How Floyd’s Protests Became a ’24-Hour City Hall’ in New York

It started Tuesday night when about 100 protesters began occupying City Hall Park in Lower Manhattan, with some spending the night, in an effort to draw more attention to their demand for deep budget cuts to the Police Department.

Within days, a movement took root. What started on a grass plot and a few square feet has now taken over most of the park and has garnered a lot of attention on social media, with “Occupy City Hall” as the group’s rallying cry. Volunteers have flocked to the park, leaving food, coffee and supplies to build a sort of camp.

So far, the police have not interrupted the meeting, which has been inspired by the 2011 Occupy Wall Street protests at Zuccotti Park in the Lower Manhattan financial district.
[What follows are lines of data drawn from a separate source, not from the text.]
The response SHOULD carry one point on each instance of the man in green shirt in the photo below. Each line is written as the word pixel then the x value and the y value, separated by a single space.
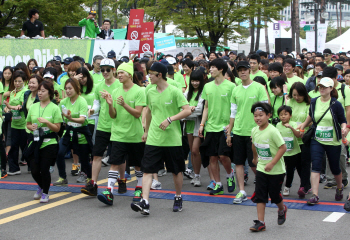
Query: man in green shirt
pixel 90 26
pixel 162 135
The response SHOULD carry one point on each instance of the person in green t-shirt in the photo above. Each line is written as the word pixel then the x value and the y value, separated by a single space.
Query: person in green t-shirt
pixel 125 108
pixel 290 135
pixel 18 123
pixel 104 125
pixel 242 123
pixel 46 118
pixel 162 136
pixel 268 148
pixel 217 95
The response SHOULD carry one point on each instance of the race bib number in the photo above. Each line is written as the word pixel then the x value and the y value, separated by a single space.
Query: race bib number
pixel 264 152
pixel 16 115
pixel 289 143
pixel 324 134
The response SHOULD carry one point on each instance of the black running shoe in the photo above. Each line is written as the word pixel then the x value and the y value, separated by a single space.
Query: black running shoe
pixel 258 226
pixel 141 207
pixel 90 189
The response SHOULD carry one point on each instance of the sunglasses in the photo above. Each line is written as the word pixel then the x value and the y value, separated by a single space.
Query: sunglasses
pixel 105 70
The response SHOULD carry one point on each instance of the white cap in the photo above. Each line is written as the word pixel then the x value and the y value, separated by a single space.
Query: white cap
pixel 107 62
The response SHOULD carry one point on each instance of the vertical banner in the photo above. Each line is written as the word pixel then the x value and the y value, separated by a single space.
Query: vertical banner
pixel 134 29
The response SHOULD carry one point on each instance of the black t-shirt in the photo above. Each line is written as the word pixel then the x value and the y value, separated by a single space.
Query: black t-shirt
pixel 33 29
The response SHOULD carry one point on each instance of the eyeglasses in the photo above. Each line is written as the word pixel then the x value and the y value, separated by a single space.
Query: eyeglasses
pixel 105 70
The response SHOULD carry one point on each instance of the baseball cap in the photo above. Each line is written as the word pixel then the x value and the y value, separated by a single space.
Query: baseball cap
pixel 327 82
pixel 159 67
pixel 244 64
pixel 68 60
pixel 111 54
pixel 107 62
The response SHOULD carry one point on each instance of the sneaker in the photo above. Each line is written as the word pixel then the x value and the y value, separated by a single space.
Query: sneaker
pixel 218 190
pixel 177 204
pixel 231 184
pixel 258 226
pixel 339 193
pixel 140 207
pixel 3 173
pixel 161 172
pixel 44 198
pixel 89 189
pixel 345 183
pixel 330 185
pixel 156 185
pixel 38 194
pixel 137 194
pixel 60 182
pixel 75 170
pixel 106 197
pixel 105 161
pixel 240 197
pixel 286 191
pixel 122 186
pixel 282 215
pixel 127 176
pixel 211 185
pixel 189 173
pixel 313 200
pixel 197 181
pixel 14 173
pixel 82 178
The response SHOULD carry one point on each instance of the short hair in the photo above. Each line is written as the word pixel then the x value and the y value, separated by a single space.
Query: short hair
pixel 32 12
pixel 49 87
pixel 220 64
pixel 265 106
pixel 255 56
pixel 285 108
pixel 330 72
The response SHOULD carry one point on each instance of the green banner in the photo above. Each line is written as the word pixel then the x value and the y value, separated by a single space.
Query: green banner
pixel 13 51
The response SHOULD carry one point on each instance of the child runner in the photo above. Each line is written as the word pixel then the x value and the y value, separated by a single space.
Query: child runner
pixel 268 149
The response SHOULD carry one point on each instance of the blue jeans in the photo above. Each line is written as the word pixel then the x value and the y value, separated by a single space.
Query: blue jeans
pixel 333 154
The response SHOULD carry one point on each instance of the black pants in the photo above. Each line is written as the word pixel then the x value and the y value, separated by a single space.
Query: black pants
pixel 292 163
pixel 41 170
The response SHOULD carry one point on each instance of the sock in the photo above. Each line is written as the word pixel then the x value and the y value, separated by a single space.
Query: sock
pixel 139 175
pixel 112 179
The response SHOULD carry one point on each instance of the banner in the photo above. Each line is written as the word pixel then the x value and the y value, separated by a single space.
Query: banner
pixel 13 51
pixel 165 43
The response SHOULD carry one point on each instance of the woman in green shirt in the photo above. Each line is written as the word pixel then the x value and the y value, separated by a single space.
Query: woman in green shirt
pixel 44 117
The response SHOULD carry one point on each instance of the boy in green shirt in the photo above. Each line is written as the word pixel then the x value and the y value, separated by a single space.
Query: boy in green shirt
pixel 268 149
pixel 162 136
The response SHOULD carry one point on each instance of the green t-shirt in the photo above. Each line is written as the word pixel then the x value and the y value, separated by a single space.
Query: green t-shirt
pixel 97 77
pixel 219 106
pixel 125 127
pixel 267 143
pixel 289 138
pixel 78 109
pixel 164 105
pixel 18 118
pixel 325 132
pixel 299 114
pixel 190 123
pixel 104 120
pixel 244 97
pixel 51 113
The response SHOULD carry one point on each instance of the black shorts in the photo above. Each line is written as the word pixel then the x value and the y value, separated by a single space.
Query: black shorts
pixel 242 148
pixel 154 158
pixel 120 152
pixel 102 140
pixel 268 185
But some disagreements have emerged between protesters and the police over the use of umbrellas, tents, and bicycles.

The City Council camp, which was initially spearheaded by Vocal-NY, a grassroots organization, is the latest addition to the wave of protests in New York after George Floyd’s death at the hands of Minneapolis police in late May.

Jawanza James Williams, organization director for Vocal-NY, conceptualized the occupation as a way to pressure the city to cut its police budget by at least $ 1 billion, a sum the group has asked to transfer to other resources. , including education and social. services.

The protesters, who are part of a movement to remove the police, are targeting the July 1 deadline for the city budget.

Corey Johnson, chairman of the City Council, which must approve the budget, has called for a $ 1 billion reduction in the $ 6 billion the city spends on the Police Department, but Mayor Bill de Blasio has not endorsed such a cut.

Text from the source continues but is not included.